Personal information
- Full name: George Lukis Lang
- Born: 23 February 1837 Harrow, Middlesex, England
- Died: 2 June 1898 (aged 61) Camberley, Surrey, England
- Batting: Unknown
- Bowling: Unknown
- Relations: Robert Lang (brother)

Career statistics
| Competition | First-class |
| Matches | 3 |
| Runs scored | 88 |
| Batting average | 29.33 |
| 100s/50s | –/1 |
| Top score | 50 |
| Balls bowled | 192 |
| Wickets | 9 |
| Bowling average | 9.22 |
| 5 wickets in innings | – |
| 10 wickets in match | – |
| Best bowling | 4/30 |
| Catches/stumpings | –/– |
- Source: Cricinfo, 6 August 2019

= George Lang (cricketer) =

English cricketer (1837–1898)

George Lukis Lang (23 February 1837 – 2 June 1898) was an English first-class cricketer.

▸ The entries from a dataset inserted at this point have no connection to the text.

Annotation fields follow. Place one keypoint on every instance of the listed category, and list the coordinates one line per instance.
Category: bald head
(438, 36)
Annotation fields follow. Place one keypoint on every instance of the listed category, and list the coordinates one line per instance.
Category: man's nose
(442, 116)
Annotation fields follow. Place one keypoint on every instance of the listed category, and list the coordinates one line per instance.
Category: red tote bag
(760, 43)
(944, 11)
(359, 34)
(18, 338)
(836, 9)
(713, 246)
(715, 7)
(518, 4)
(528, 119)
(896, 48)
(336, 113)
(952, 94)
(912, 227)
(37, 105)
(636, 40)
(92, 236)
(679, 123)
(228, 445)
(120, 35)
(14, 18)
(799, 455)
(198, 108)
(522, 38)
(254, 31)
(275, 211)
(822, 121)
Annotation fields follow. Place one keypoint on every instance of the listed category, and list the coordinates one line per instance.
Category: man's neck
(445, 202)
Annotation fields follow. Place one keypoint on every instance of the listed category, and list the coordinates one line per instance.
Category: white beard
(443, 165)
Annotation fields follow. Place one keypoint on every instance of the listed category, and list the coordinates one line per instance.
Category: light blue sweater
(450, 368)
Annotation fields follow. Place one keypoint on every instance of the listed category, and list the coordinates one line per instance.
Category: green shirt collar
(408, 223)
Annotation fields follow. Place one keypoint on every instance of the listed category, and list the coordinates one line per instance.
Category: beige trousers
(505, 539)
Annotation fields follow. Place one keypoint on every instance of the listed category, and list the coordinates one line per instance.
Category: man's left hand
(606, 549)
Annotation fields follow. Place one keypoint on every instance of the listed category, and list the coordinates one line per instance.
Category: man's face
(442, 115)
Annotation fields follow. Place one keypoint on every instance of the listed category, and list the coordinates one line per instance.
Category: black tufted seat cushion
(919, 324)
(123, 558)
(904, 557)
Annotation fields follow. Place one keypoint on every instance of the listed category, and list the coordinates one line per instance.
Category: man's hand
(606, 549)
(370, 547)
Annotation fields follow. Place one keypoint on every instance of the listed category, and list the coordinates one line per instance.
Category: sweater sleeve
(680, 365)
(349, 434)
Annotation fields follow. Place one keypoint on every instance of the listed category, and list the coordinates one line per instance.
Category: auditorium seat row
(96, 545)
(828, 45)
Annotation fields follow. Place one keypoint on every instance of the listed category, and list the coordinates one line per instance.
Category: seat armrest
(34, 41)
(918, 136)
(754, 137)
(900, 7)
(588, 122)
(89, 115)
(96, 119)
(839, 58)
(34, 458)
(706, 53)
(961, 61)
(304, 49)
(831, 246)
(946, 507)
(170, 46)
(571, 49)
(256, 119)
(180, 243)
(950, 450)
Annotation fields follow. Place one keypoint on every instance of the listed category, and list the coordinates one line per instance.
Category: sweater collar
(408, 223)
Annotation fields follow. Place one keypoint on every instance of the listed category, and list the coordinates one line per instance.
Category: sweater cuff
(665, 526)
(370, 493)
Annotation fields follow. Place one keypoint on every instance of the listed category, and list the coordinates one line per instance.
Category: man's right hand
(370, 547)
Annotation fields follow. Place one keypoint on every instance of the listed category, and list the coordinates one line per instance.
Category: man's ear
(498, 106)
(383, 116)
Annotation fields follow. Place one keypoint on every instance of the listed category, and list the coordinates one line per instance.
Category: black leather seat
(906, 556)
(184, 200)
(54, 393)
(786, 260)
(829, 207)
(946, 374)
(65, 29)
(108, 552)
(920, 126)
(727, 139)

The son of Arthur Lang, he was born at Harrow in February 1937. He was educated firstly at Harrow School, before attending Haileybury and Imperial Service College. Lang appeared three times in first-class cricket for the Gentlemen of England in 1856-57, making two appearances against the Gentlemen of Surrey and Sussex and once appearance against the Gentlemen of Kent and Sussex. He scored a total of 88 runs in his three matches, at an average of 29.33 and a high score of 50. With the ball, he took 9 wickets at a bowling average of 9.22 and best figures of 4 for 30. He left for British India in 1858, where he served in the Indian Civil Service until 1898. Lang died at Camberley in June 1898. His brother, Robert, also played first-class cricket.